To trigger the TLS encryption we must first configure the socket.
This is done using the setsockopt() with SOL_TLS option:

```
static struct tls12_crypto_info_aes_ccm_128 crypto_info;
crypto_info.info.version = TLS_1_2_VERSION;
crypto_info.info.cipher_type = TLS_CIPHER_AES_CCM_128;

if (setsockopt(sock, SOL_TLS, TLS_TX, &crypto_info, sizeof(crypto_info)) < 0)
err(1, "TLS_TX");

```

This syscall triggers allocation of TLS context objects which will be important later on during the exploitation phase.

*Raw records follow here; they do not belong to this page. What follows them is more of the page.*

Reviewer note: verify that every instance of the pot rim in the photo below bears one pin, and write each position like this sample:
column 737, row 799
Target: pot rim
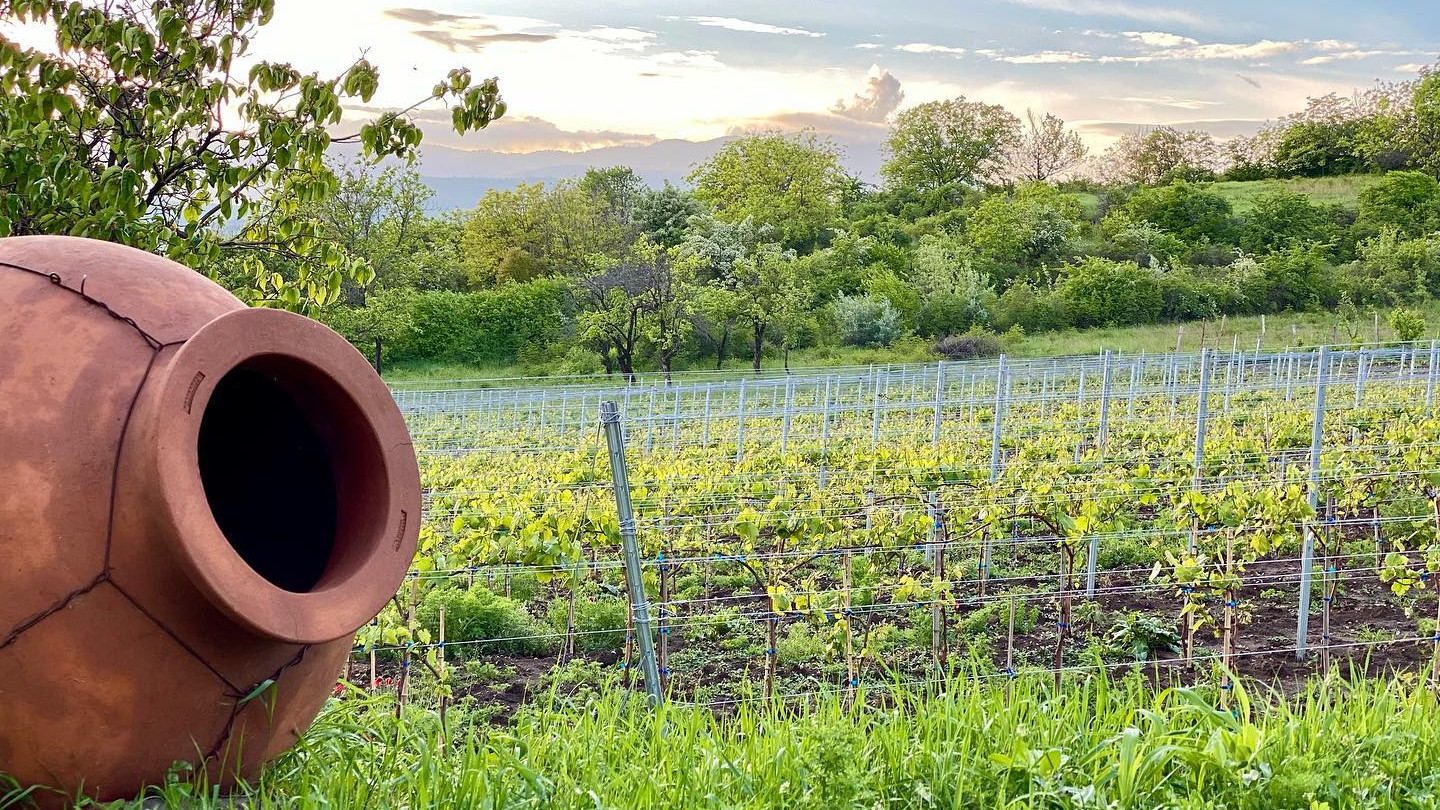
column 369, row 561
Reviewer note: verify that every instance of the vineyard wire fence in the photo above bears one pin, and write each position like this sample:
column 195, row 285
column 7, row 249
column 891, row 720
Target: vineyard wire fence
column 815, row 418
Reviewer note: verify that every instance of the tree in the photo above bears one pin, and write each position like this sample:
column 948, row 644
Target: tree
column 1046, row 149
column 1030, row 228
column 530, row 231
column 1422, row 134
column 952, row 288
column 792, row 183
column 1109, row 293
column 137, row 128
column 1161, row 154
column 379, row 216
column 617, row 301
column 663, row 215
column 1184, row 209
column 768, row 294
column 941, row 146
column 615, row 192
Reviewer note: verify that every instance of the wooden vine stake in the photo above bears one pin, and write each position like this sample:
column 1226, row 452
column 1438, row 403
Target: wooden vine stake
column 405, row 657
column 1328, row 585
column 1227, row 646
column 1010, row 652
column 846, row 568
column 663, row 620
column 1434, row 655
column 444, row 675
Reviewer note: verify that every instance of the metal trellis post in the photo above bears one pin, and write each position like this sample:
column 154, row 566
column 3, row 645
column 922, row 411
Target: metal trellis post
column 640, row 604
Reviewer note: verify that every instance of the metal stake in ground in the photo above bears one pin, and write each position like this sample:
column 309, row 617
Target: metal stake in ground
column 1308, row 549
column 640, row 604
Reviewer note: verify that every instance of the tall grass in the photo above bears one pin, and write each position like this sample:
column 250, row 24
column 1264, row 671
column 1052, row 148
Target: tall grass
column 1098, row 742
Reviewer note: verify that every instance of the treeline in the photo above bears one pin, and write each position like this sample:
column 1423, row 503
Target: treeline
column 982, row 225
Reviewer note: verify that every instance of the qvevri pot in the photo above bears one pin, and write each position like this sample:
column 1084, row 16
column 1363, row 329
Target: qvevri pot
column 199, row 505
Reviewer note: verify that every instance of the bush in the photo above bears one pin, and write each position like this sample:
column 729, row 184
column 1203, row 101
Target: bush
column 1404, row 201
column 1407, row 325
column 1033, row 309
column 1195, row 294
column 1108, row 293
column 866, row 320
column 457, row 327
column 477, row 614
column 1394, row 270
column 599, row 623
column 969, row 346
column 1282, row 218
column 1293, row 278
column 1142, row 242
column 1184, row 209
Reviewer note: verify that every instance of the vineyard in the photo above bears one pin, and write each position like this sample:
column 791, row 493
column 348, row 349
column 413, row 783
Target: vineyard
column 1194, row 518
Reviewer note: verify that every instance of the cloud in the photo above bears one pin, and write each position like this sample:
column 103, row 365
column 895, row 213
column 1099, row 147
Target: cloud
column 475, row 42
column 1355, row 54
column 880, row 97
column 471, row 33
column 735, row 23
column 1118, row 9
column 1047, row 58
column 1220, row 128
column 1216, row 51
column 929, row 48
column 1168, row 101
column 516, row 133
column 1158, row 39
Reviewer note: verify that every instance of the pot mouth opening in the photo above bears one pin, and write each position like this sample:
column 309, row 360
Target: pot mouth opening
column 281, row 447
column 285, row 473
column 268, row 477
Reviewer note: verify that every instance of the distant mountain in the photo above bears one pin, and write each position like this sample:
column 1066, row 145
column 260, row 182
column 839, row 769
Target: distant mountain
column 461, row 176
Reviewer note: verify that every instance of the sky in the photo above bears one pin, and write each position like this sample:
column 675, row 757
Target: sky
column 585, row 75
column 582, row 75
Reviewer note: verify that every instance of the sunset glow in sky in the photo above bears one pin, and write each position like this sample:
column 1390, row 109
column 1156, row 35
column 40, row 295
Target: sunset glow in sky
column 579, row 75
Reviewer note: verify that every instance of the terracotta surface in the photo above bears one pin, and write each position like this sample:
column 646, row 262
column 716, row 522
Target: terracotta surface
column 154, row 574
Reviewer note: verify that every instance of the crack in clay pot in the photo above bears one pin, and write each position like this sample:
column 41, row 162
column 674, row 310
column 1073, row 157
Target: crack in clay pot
column 105, row 679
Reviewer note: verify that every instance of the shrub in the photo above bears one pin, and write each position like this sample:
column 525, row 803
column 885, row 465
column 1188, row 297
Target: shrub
column 1184, row 209
column 1033, row 309
column 1293, row 278
column 1280, row 218
column 1398, row 270
column 1139, row 241
column 866, row 320
column 969, row 346
column 1407, row 325
column 599, row 623
column 1109, row 293
column 458, row 327
column 1198, row 293
column 1404, row 201
column 477, row 614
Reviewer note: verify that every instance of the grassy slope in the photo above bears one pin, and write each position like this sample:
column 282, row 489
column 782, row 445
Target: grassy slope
column 1322, row 190
column 1288, row 329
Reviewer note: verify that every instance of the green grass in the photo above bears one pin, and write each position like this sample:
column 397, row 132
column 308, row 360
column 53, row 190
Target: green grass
column 1280, row 330
column 1322, row 190
column 1096, row 742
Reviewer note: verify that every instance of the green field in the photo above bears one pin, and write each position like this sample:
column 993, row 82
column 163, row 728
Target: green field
column 1322, row 190
column 1280, row 330
column 1105, row 744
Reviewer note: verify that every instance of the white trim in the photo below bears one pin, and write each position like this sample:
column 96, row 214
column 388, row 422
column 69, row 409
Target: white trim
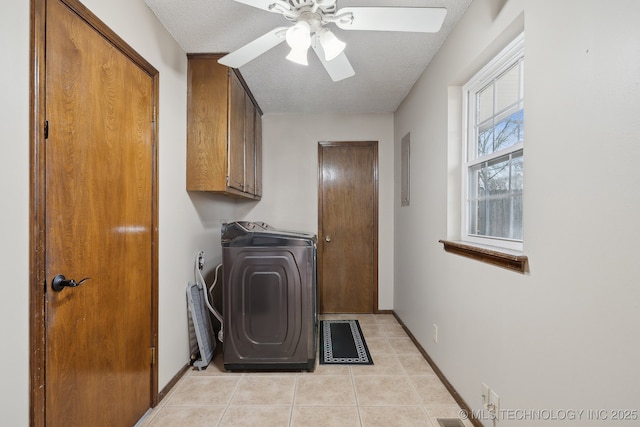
column 511, row 54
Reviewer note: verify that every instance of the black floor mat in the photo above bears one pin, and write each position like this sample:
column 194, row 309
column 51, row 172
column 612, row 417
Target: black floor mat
column 342, row 343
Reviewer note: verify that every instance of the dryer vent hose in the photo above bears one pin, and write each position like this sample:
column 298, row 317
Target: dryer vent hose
column 199, row 265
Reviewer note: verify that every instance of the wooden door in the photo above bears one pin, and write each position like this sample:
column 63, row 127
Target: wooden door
column 249, row 146
column 236, row 133
column 348, row 227
column 100, row 223
column 258, row 154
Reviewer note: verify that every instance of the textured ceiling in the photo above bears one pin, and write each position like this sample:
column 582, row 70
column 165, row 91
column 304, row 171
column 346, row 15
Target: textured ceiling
column 386, row 64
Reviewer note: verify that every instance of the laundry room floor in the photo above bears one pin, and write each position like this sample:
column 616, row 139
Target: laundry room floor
column 399, row 389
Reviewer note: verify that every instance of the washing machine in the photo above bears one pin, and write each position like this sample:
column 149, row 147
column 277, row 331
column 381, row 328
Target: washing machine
column 269, row 294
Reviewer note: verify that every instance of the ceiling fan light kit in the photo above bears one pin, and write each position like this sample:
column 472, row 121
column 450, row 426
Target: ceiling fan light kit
column 311, row 16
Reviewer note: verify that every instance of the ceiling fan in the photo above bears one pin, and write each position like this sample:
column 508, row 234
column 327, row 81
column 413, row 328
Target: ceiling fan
column 309, row 29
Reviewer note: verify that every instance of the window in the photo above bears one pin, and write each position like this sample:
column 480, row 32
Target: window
column 494, row 151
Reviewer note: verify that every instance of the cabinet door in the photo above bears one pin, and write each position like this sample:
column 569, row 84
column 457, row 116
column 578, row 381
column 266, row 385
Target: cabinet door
column 249, row 146
column 236, row 133
column 258, row 156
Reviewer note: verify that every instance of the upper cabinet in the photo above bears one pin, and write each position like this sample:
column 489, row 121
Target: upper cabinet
column 224, row 131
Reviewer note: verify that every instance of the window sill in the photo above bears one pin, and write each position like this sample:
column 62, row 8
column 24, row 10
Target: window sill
column 493, row 256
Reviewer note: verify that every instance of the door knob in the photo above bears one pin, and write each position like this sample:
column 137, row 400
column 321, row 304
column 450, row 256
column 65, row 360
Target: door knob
column 60, row 282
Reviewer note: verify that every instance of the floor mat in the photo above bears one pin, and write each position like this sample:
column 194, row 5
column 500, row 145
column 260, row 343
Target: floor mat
column 342, row 343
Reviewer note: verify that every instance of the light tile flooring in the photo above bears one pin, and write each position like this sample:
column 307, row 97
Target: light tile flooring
column 400, row 389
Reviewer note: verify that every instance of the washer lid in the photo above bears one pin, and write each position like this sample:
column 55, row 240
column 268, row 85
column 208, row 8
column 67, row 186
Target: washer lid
column 245, row 233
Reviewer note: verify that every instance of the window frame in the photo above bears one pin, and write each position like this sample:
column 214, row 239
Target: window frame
column 509, row 57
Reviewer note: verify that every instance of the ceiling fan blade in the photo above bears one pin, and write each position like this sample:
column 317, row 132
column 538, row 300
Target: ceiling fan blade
column 339, row 68
column 275, row 6
column 409, row 19
column 252, row 50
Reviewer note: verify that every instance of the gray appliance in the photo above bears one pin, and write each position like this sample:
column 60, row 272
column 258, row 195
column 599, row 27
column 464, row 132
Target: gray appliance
column 269, row 298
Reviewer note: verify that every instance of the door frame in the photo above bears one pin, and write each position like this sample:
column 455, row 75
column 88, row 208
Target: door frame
column 328, row 144
column 37, row 243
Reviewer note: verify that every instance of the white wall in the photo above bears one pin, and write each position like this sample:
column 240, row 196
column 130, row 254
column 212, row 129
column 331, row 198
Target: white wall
column 290, row 176
column 187, row 223
column 565, row 334
column 14, row 216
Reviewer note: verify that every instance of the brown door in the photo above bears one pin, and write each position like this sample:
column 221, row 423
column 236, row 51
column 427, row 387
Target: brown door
column 348, row 227
column 99, row 223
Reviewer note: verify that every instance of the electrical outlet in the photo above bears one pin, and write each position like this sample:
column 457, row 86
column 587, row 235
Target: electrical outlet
column 494, row 404
column 485, row 396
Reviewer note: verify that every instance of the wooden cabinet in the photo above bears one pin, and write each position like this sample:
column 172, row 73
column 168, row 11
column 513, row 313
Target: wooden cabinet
column 224, row 131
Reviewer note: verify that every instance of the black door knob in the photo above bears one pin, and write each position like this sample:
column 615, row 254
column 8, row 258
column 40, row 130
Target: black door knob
column 60, row 282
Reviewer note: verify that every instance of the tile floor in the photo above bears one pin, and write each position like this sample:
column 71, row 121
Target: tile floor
column 400, row 389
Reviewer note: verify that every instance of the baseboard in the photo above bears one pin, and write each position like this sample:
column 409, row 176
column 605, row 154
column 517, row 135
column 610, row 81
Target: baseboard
column 165, row 391
column 456, row 396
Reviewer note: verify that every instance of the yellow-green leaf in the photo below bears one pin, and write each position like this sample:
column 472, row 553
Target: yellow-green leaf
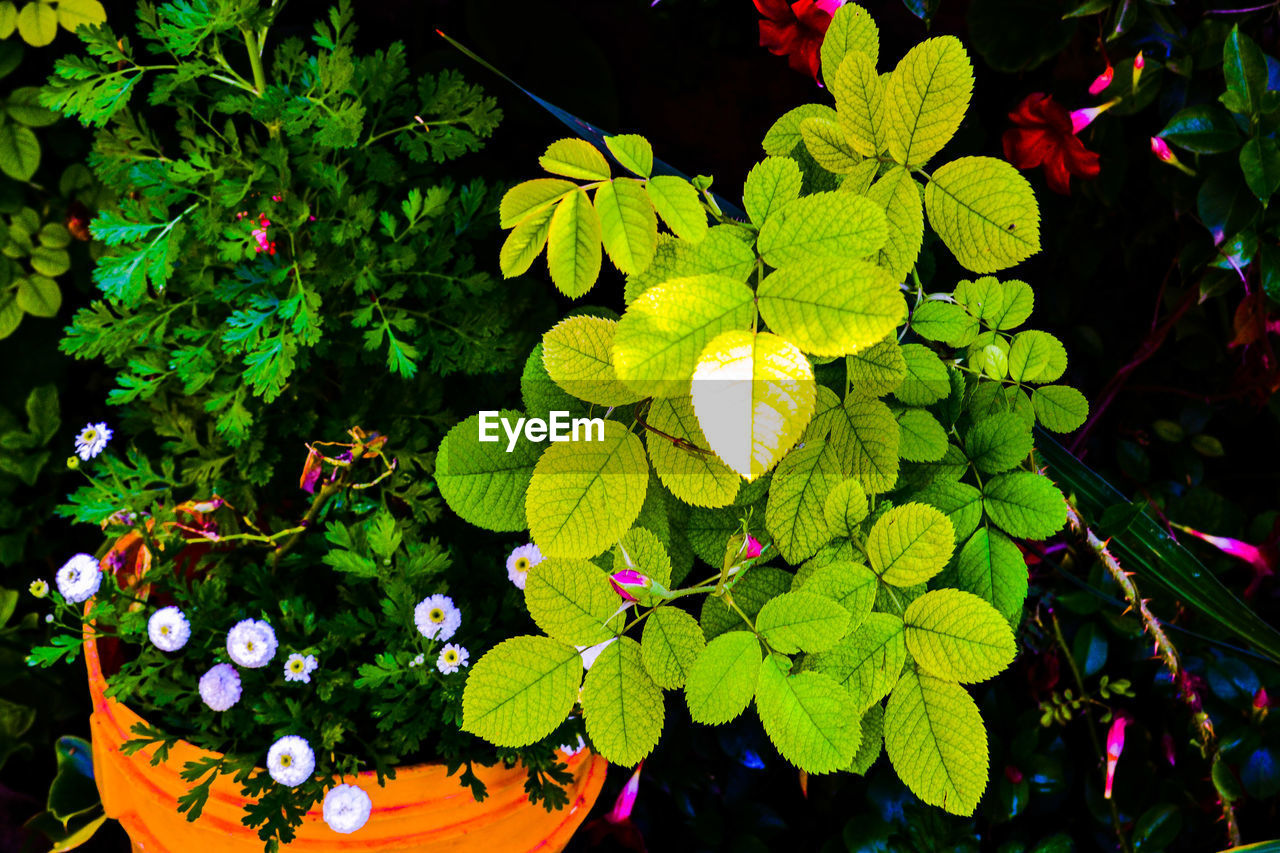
column 753, row 395
column 575, row 159
column 663, row 332
column 926, row 99
column 584, row 496
column 984, row 211
column 574, row 245
column 832, row 306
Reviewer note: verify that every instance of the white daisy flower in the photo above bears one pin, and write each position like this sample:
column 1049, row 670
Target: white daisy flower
column 251, row 643
column 291, row 761
column 169, row 629
column 437, row 617
column 300, row 669
column 520, row 561
column 572, row 749
column 92, row 439
column 80, row 578
column 452, row 657
column 592, row 652
column 219, row 687
column 346, row 808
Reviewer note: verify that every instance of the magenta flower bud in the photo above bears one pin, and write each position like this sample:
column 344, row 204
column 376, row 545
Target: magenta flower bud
column 629, row 580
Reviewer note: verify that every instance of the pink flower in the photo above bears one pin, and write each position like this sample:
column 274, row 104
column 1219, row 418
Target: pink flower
column 1115, row 746
column 627, row 582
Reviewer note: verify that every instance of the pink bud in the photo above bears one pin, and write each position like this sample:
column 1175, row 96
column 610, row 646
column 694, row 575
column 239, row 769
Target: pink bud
column 1102, row 81
column 626, row 799
column 629, row 580
column 1115, row 746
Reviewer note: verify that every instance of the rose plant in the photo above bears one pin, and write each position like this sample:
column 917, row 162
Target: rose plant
column 782, row 401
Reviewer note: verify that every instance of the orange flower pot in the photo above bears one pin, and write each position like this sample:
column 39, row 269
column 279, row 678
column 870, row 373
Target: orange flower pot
column 423, row 808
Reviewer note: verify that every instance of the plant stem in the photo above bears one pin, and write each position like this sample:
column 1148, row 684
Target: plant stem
column 1088, row 724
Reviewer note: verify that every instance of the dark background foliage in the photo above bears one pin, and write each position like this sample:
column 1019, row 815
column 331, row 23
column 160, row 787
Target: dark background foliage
column 690, row 76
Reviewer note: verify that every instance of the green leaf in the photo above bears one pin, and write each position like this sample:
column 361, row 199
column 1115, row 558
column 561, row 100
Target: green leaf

In KernelCTF config PCRYPT (parallel crypto engine) is disabled, so our only option to trigger async crypto is CRYPTD (software async crypto daemon).

Each crypto operation needed for TLS is usually implemented by multiple drivers.
For example, AES encryption in CBC mode is available through aesni_intel, aes_generic or cryptd (which is a daemon that runs these basic synchronous crypto operations in parallel using an internal queue).

Available drivers can be examined by looking at /proc/crypto, however those are only the drivers of the currently loaded modules. Crypto API supports loading additional modules on demand.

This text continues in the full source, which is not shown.